Without testing (which is the only proper way to resolve such issues) I'd say single quoted strings with concatenation, because the strings don't have to be parsed. But it's very implementation-dependent.

And double-quoted strings have less visual clutter and cruft. So I'd side with Jonathan in saying that the performance difference is likely not that significant that you should be worried about it; rather, go with the way that is easier to maintain and consistent within your project.

MaxVT
A: 

I read an article a while back whereby someone actually tested it.

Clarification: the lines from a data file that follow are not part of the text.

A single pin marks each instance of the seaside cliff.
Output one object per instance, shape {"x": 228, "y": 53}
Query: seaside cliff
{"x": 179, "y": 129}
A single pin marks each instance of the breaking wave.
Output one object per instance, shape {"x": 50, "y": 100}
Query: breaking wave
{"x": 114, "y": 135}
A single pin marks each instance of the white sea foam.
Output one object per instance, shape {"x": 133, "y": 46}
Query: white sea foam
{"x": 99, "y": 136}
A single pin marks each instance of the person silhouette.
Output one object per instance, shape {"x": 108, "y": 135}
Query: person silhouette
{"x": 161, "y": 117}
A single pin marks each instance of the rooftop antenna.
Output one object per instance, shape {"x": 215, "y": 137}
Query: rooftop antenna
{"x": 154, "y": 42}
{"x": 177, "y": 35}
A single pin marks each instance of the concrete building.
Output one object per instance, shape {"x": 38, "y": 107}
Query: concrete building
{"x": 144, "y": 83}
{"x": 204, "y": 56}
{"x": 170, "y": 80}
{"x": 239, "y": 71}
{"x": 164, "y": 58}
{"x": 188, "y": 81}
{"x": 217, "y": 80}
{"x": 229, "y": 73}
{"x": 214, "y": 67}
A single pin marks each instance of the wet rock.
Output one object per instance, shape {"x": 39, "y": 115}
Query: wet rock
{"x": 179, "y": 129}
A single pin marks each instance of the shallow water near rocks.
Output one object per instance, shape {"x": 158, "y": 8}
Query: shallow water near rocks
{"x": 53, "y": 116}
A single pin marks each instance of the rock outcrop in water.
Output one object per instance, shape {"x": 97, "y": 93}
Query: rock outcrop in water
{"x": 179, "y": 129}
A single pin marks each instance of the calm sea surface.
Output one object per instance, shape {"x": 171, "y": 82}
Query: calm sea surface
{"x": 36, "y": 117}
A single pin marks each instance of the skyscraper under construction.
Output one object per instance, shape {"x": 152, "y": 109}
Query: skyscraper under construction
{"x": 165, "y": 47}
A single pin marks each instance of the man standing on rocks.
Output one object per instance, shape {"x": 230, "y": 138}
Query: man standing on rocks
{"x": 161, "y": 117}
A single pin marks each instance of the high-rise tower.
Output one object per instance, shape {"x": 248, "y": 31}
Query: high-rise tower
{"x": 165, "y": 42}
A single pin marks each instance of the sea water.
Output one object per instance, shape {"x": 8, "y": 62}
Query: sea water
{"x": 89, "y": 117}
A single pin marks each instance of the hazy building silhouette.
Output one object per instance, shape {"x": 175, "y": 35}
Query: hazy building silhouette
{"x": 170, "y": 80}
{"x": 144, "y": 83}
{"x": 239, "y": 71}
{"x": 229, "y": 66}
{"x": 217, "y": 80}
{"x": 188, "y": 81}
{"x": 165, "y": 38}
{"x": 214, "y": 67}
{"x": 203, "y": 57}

The conclusion was that single quotes are more efficient, but as the other two answers point out, the performance difference won't be significant enough to worry about.

JonB
+2  A: 

I wholeheartedly agree with Jonathan Sampson on this issue, but there's a solution which I believe is faster than the ones you posted. Using multiple arguments with echo:

echo 'foo bar', $baz;

This only applies when using the echo statement, in any other context concatenation is probably better, but I strive for readability in this so I use interpolation whenever possible.

Ionuț G. Stan
A: 

Here is an older article, last upadted march 2007, but it shows that the performance difference is really low: PHP double versus single quotes by Dave Dash

I recently read another article (can't find it again though), that even stated that there are some circumstances, where double quotes can be faster than single qoutes. Not sure if this is really correct.

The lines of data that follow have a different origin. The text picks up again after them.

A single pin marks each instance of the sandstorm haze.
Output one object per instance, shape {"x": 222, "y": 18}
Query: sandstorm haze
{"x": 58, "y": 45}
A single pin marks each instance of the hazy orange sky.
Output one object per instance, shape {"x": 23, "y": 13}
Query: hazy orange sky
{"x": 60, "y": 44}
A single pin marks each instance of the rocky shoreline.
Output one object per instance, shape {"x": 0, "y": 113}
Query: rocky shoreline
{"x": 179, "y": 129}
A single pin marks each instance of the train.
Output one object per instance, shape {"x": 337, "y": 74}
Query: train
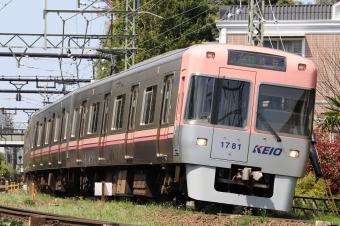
{"x": 211, "y": 123}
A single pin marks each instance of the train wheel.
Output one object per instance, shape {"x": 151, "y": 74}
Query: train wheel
{"x": 199, "y": 205}
{"x": 227, "y": 208}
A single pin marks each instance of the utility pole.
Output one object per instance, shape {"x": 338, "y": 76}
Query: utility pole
{"x": 255, "y": 31}
{"x": 130, "y": 29}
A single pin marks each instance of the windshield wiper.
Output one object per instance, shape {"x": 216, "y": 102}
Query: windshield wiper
{"x": 269, "y": 128}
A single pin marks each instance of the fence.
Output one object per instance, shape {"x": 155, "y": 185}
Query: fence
{"x": 314, "y": 205}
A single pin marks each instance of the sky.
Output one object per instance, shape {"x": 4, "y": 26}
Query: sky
{"x": 26, "y": 17}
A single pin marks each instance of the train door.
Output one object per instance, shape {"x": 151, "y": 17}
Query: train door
{"x": 103, "y": 131}
{"x": 232, "y": 115}
{"x": 164, "y": 143}
{"x": 41, "y": 141}
{"x": 50, "y": 139}
{"x": 130, "y": 132}
{"x": 82, "y": 114}
{"x": 60, "y": 135}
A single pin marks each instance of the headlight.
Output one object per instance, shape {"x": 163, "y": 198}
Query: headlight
{"x": 201, "y": 142}
{"x": 293, "y": 153}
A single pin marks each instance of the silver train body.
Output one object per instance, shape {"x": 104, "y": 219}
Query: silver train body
{"x": 217, "y": 123}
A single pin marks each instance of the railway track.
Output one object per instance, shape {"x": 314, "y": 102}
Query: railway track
{"x": 38, "y": 218}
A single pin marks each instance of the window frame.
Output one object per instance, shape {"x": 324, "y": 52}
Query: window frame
{"x": 114, "y": 113}
{"x": 92, "y": 127}
{"x": 149, "y": 107}
{"x": 66, "y": 119}
{"x": 56, "y": 128}
{"x": 74, "y": 121}
{"x": 278, "y": 43}
{"x": 48, "y": 130}
{"x": 133, "y": 107}
{"x": 39, "y": 137}
{"x": 213, "y": 113}
{"x": 256, "y": 120}
{"x": 166, "y": 105}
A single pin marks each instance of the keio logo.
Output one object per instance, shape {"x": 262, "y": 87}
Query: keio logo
{"x": 266, "y": 150}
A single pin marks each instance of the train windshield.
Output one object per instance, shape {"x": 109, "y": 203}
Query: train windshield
{"x": 218, "y": 101}
{"x": 286, "y": 110}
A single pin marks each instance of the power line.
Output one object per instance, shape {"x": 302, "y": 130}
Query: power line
{"x": 6, "y": 5}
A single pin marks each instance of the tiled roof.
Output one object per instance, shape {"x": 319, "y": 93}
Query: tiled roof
{"x": 282, "y": 12}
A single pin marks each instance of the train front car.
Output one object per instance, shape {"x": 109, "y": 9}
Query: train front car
{"x": 245, "y": 126}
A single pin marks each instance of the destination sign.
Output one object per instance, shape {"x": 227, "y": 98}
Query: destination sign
{"x": 257, "y": 60}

So what I would be more concerned about is the readability of your code. If you put the variables inside the quotes it might be harder to read/find if it's a bigger text.

FrankS
+1  A: 

I tested with timing (microtime) on my Vista/php5 box with two loops, one for ' and one for ".

On 100 iterations: - single quotes: 0.000139 - double quotes: 0.000228

On 1000 iterations: - single quotes: 0.002377 - double quotes: 0.002056

On 2000 iterations: - single quotes: 0.003562 - double quotes: 0.010041

EDIT: also timing echo 'Foo', $bar; 100 iterations = 0.000107, 1000 iterations = 0.001381, 2000 iterations = 0.022434.

echo 'Foo', $bar; is the fastest on 100 and 1000 iterations, but for some reason it's slowest on 2000 iterations... ?

+4  A: 

I did a benchmark of this on a blog I was working on a while ago (link). However, as I've come to realize there are a lot of variables. Chief among them are:

  1. How many concatenations are you doing? Each time you do a concatenation PHP re-parses the entire string (or so I've been told). So 1 concatenation may be faster, but 6 may be considerably slower.
  2. Data type. Though I haven't tested this one myself personally I've been told that the data type being concatenated matters as well, though I'm not sure how much.

Over all I'd say it really isn't that big of a deal for you to actually worry about it. Generally speaking it's only going to make a noticeable difference if you're writing a huge site (think MySpace, Facebook, Flickr, etc) and usually by that point you have so much hardware behind you that the single vs double quotes thing becomes irrelevant again.

Personally I'd say there's far more important things that will impact performance in a much more substantial way (caching, sql optimization, auto loading to prevent unnecessary includes, etc).

I personally choose single quotes nearly every time, but not for speed. I do because I think it's more readable. And that to me is important.